Ainda no ano de 2006, publicamos, pela Revista do Tribunal Regional do Trabalho da 15ª Região e pela Revista LTr, artigo que enfocou a autorização judicial para o trabalho artístico infanto-juvenil, defendendo, já então com maior ênfase, a competência do Juiz do Trabalho para tanto.2No ano seguinte, em evento da Escola Superior do Ministério Público da União — ESMPU, participamos, a convite da Procuradoria Regional do Trabalho da 1ª Região, em sua sede, no Rio de Janeiro-RJ (nos dias 9 e 10 de agosto de 2007), do Seminário sobre Trabalho Infantil Artístico, que teve por escopo o debate sobre se as crianças podem trabalhar com arte e artesanato ou tal situação configuraria violação aos direitos humanos. Do evento participaram magistrados, procuradores do trabalho, promotores, advogados, educadores e estudantes, sendo que, já naquela ocasião, afirmamos a necessidade de regulamentação da matéria.

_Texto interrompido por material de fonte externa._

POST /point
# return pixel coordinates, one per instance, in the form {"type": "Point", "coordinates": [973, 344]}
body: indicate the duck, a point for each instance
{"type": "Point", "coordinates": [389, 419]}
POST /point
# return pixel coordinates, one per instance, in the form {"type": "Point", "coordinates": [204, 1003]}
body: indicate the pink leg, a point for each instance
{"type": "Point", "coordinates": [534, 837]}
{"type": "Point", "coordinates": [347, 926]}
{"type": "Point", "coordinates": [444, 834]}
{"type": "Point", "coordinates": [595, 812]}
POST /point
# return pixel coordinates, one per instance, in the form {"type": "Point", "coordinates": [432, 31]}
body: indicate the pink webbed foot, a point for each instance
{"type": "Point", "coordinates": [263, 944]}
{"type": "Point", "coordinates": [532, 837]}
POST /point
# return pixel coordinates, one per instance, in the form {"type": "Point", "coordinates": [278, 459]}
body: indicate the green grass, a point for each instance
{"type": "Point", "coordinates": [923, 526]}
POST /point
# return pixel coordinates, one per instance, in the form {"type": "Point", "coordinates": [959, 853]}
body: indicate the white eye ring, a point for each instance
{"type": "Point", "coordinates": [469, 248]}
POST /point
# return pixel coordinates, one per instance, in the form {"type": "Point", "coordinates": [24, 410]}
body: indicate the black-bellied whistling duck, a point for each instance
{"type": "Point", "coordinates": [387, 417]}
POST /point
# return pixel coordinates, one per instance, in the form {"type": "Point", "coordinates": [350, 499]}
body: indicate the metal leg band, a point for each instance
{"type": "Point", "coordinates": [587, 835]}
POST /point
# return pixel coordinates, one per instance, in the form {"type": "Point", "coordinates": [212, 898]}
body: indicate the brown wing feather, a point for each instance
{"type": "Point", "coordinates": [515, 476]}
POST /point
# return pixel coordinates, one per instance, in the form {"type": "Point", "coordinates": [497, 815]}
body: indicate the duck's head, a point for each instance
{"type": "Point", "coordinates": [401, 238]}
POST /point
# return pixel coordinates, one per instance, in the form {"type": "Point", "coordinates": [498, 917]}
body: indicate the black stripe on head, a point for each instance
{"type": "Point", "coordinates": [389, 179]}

Voltamos a tratar da questão em 8 de outubro de 2008, como um dos expositores na audiência pública realizada pela Comissão de Educação, Cultura e Esporte, no Senado Federal, com o propósito de debater e instruir — a requerimento da Senadora Ideli Salvatti — o Projeto de Lei do Senado — PLS n. 83, que tramita naquela Casa Legislativa desde
11.4.2006, de autoria do Senador Valdir Raupp.

O PLS pretende a fixação da idade mínima para o trabalho como ator, modelo e similares. Depois de mais uma audiência pública na mesma comissão, teve aprovado substitutivo, encontrando-se agora sobrestado na Comissão de Direitos Humanos e Legislação Participativa, desde 4.2.2010, aguardando a terceira audiência pública, requerida, desta vez, pelo Senador Paulo Paim.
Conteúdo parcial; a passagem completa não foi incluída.